MCCARTHY: I think Australians can see that this is again, the federal government not really recognising the significance of what they should be doing here. It should be about respect. And of course, Brittany should have been sort of at the get go. The fact that she was a last minute add on was an absolute disgrace, really.

STEER: Brittany Higgins said in the press club that she wants plans to tackle violence against women and children to become action. Is there a mood in Parliament House to have some real action as Brittany is calling for to tackle violence against women and children?

MCCARTHY: Absolutely. And not just in Parliament House, Adam. There are so many hundreds of women and organisations across the country who have been involved in trying to develop a plan. You know, I had a meeting with June Oscar, who's looking at the First Nations women and the issues around family and domestic violence. I know that there are organisations just in the Northern Territory, Tangentyere, you know, the ladies there who do so much work, the women's shelters across the territory who want to see these changes in the national plan. I guess what Brittany is highlighting there is that you do have so many women and organisations are urging the Australian parliament to do something. I guess the deepest fear is they don't come together and they do nothing. And certainly the women in this side of the parliament with Labor are absolutely pushing this under the Shadow Minister Jenny McAllister.

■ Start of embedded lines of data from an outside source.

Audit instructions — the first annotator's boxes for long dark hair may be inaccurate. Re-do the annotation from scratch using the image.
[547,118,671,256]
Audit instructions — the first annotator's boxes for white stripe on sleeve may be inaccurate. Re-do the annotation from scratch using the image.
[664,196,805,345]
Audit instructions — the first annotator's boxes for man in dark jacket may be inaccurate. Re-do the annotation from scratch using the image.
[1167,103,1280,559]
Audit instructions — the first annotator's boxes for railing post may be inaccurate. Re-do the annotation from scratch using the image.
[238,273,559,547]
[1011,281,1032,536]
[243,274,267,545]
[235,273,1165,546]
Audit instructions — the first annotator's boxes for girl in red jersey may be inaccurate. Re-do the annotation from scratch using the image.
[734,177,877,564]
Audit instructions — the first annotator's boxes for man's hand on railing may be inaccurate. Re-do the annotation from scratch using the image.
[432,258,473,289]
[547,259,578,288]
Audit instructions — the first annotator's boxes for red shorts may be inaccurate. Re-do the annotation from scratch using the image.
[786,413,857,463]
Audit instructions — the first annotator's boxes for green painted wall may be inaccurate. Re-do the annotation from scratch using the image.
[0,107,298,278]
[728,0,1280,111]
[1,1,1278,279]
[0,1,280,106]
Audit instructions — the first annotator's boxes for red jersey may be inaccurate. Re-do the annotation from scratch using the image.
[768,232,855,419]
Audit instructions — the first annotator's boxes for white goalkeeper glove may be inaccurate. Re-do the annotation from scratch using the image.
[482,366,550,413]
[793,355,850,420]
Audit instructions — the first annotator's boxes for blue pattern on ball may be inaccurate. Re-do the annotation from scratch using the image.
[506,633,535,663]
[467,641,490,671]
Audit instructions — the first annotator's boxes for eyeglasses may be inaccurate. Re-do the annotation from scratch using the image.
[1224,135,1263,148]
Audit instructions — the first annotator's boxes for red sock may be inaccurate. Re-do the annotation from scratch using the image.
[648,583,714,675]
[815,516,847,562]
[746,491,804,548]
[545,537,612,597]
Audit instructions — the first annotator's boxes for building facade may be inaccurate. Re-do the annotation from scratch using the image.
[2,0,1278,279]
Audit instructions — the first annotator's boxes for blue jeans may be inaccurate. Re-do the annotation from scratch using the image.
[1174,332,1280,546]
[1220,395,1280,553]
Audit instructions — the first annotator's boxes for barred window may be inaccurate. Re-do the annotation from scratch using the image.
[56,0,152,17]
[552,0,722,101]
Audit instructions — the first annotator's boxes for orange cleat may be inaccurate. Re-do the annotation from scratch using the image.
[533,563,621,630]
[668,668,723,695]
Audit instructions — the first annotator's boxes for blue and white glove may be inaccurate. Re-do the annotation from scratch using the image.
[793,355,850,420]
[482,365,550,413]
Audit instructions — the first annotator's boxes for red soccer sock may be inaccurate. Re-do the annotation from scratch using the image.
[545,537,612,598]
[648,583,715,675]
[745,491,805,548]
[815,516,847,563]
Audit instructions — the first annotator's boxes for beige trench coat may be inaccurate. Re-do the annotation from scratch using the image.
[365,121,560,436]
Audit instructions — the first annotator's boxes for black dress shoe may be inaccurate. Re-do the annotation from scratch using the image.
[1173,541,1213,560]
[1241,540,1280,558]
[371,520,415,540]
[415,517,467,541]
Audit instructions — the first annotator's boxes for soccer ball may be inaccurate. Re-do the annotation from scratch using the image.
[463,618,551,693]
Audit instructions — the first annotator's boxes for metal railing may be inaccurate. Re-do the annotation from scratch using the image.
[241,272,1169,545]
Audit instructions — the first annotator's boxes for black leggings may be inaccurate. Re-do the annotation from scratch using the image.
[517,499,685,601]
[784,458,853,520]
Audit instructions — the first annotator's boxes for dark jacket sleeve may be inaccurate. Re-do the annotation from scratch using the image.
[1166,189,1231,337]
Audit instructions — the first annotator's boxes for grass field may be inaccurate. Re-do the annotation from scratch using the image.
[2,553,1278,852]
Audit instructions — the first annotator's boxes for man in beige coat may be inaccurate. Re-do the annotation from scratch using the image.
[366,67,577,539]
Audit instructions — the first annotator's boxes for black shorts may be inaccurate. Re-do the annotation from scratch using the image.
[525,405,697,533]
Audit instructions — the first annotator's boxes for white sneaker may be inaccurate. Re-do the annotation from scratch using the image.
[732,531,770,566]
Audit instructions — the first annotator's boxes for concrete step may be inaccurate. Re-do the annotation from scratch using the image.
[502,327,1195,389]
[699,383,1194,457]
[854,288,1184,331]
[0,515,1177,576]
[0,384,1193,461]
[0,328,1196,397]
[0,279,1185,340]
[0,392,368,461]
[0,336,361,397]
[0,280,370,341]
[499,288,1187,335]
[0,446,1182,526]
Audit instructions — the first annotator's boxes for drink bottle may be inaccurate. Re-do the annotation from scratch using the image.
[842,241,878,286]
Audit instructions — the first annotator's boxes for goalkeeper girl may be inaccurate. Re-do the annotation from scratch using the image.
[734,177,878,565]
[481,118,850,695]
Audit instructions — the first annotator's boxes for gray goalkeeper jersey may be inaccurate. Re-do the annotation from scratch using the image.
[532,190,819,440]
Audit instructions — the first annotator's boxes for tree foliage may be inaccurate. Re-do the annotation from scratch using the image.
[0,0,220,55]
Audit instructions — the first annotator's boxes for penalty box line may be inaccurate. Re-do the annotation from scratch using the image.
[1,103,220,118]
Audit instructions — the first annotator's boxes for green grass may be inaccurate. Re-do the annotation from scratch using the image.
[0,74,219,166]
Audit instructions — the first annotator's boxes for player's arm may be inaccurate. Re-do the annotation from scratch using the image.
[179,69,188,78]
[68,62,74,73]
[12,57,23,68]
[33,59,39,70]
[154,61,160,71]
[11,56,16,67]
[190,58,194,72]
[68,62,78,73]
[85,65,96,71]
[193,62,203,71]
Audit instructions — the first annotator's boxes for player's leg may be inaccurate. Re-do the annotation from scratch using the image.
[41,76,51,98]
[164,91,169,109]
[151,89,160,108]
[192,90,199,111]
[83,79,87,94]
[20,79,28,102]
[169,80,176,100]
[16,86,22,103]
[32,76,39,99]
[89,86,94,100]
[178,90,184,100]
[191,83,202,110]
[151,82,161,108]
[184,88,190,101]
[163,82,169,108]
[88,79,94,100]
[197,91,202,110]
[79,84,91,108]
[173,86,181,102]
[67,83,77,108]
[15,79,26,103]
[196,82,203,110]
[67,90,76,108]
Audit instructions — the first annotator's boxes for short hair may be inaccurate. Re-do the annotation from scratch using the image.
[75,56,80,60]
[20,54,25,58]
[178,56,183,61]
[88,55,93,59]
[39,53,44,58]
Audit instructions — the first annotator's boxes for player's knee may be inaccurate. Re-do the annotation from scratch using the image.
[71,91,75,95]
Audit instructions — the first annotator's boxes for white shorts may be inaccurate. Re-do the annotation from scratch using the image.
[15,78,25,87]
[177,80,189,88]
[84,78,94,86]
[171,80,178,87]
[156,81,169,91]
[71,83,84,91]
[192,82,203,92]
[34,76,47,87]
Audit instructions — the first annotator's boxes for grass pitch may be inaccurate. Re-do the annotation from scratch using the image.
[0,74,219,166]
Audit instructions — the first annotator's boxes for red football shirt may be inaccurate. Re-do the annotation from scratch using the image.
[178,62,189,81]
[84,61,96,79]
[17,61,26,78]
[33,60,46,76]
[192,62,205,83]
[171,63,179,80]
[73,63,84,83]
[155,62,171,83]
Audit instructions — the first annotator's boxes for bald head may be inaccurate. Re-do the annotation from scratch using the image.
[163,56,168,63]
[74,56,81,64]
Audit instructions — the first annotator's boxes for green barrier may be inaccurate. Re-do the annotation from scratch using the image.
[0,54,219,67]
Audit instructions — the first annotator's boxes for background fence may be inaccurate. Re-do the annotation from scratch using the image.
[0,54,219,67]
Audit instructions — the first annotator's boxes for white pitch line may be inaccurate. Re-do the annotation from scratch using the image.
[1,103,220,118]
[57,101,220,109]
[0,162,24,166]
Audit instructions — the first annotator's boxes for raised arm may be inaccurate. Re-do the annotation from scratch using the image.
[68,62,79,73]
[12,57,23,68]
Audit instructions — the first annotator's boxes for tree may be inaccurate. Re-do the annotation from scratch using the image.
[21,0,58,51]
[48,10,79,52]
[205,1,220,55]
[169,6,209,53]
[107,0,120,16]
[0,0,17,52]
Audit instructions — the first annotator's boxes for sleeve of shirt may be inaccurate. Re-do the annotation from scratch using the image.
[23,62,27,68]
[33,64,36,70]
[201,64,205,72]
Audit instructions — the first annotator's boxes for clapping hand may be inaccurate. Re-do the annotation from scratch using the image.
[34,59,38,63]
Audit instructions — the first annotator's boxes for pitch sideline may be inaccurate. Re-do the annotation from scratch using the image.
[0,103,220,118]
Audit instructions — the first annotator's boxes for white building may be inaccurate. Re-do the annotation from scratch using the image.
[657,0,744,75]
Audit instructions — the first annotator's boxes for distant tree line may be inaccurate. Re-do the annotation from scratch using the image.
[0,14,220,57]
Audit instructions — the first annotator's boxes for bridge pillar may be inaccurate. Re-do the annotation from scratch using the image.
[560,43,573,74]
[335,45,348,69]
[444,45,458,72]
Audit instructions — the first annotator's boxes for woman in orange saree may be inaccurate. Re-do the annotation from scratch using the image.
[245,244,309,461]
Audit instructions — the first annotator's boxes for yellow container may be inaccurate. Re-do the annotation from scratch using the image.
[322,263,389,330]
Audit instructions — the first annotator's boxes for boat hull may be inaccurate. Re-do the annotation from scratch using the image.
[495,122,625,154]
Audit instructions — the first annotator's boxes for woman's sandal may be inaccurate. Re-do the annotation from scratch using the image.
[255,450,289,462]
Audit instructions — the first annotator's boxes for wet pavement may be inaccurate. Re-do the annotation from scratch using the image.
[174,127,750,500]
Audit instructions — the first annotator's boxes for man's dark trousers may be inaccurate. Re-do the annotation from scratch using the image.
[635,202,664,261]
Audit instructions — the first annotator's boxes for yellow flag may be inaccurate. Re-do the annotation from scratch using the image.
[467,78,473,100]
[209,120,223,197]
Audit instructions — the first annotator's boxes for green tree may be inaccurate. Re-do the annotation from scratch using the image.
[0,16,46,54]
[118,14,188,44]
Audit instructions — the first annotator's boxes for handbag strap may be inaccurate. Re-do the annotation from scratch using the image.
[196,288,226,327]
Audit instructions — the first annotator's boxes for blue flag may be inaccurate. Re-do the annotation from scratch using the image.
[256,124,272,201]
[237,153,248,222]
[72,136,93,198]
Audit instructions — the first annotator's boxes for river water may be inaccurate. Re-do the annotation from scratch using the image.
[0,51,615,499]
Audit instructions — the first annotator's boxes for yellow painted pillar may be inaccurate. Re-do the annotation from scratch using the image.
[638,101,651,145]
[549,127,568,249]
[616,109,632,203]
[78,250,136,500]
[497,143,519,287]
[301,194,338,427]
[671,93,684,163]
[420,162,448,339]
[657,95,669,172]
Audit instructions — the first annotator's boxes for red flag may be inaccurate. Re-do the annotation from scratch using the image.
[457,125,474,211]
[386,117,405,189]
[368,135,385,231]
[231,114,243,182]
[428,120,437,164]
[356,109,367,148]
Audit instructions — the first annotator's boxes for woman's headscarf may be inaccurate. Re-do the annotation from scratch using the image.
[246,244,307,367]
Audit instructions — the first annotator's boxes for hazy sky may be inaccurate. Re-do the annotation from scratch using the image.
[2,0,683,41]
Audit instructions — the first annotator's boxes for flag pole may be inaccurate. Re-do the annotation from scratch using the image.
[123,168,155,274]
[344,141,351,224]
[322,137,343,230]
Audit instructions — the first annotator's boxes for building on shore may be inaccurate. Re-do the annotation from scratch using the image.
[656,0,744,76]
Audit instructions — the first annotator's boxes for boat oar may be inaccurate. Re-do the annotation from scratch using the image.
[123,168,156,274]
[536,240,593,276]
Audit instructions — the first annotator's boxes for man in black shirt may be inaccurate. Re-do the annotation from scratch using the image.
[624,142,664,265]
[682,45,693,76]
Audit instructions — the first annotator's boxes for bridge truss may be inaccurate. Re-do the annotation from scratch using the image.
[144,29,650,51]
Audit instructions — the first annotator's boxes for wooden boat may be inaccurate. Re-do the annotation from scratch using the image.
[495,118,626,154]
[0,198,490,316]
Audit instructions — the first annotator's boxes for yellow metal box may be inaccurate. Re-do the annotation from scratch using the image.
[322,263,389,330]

STEER: Senator Malarndirri McCarthy is the ALP senator for the Northern Territory. You are on ABC Radio Darwin. Adam Steer with you this morning. Let's move to the Religious Discrimination Bill, a bill that was debated until 5:00 am in the House of Representatives and then shelved before it hit the Senate. What do you say?

MCCARTHY: Well, I guess I'm glad it was Luke and Warren sitting up to a 5 AM first up, but certainly for us in the Senate, we're expecting to do something similar. But clearly, you know, there were senators, certainly on the government side who were not going to vote against what their five colleagues in the House of Reps had done. And the government knew it didn't have the numbers to take the bill through the Senate. We were certainly going to push for the amendments.

STEER: Both parties need the votes of places like Western Sydney, where religious freedom is an issue in the electorate. Where do you see it? Should the bill have been debated at all? Or are you happy the ALP sided with the bill in the House of Reps.

MCCARTHY: Look, this has been a difficult journey and I was so conscious of the many people who had called me and contacted me in the Territory, certainly this past week, but also in the last 48 hours that I'm just very concerned. And if I can just reach out to your listeners here that this bill was meant to be debated over the three years, the Prime Minister bringing it on the eve of an election could only mean he had one focus, and that was to cause absolute division. The Australian Labor Party does not want to see that in our country, we know there are important aspects of this bill to debate fairly and responsibly. But there were many aspects of this bill which were totally unjust. And so we went into it in good faith to try to make amendments that we saw would bring our country together, not divide it further.